1) Does the patent cover both amorphous and crystalline hemifumarate forms?

Yes. Claims 2 and 3 separately claim amorphous and crystalline hemifumarate salts, and the same split appears in the composition and method dependents (Claims 5–6 and Claims 10–11, 14–15).

2) Is the composition claim limited to a specific dosage form?

No. Claim 4 only requires a pharmaceutical composition comprising the hemifumarate salt plus a pharmaceutically acceptable excipient.

3) Are the therapeutic-use claims limited to biomarker-defined patients?

The broad independent method claim (Claim 7) covers a cancer list without biomarker limitations. Claims 8–9 add biomarker-defined subsets.

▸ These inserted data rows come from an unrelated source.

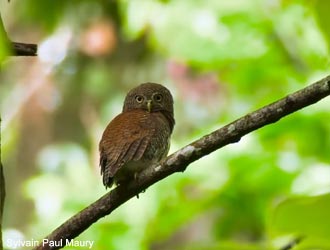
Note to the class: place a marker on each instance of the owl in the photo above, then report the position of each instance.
(139, 136)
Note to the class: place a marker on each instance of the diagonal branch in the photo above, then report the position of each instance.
(16, 48)
(2, 192)
(178, 161)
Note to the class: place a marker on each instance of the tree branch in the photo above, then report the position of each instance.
(2, 192)
(178, 161)
(17, 49)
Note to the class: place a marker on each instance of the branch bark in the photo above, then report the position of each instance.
(178, 161)
(2, 192)
(16, 48)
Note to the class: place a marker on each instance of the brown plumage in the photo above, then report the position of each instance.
(139, 136)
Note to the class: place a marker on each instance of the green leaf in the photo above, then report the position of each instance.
(304, 216)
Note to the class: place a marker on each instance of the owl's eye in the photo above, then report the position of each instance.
(139, 98)
(158, 97)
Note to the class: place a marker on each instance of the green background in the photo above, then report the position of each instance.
(221, 60)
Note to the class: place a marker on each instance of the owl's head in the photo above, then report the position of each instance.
(151, 97)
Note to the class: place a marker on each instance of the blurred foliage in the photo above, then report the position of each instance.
(221, 60)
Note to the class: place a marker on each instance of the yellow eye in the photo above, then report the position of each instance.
(158, 97)
(139, 98)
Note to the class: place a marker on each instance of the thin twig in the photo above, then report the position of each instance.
(179, 161)
(2, 192)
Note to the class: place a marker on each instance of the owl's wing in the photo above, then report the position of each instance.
(125, 139)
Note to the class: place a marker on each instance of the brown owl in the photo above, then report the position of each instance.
(139, 136)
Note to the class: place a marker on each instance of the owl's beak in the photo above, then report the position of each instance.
(149, 102)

4) What makes the vemurafenib combination claim particularly specific?

Claim 12 ties BRAF V600 mutant melanoma directly to administration “in combination with vemurafenib,” and Claim 13 captures prior, subsequent, or concurrent administration.

5) Can timing be used to avoid infringement of the combination claim?

Not based on sequencing, because Claim 13 explicitly covers prior or subsequent or concurrent administration.

References

[1] US Patent 11,254,649. Claims provided in prompt text.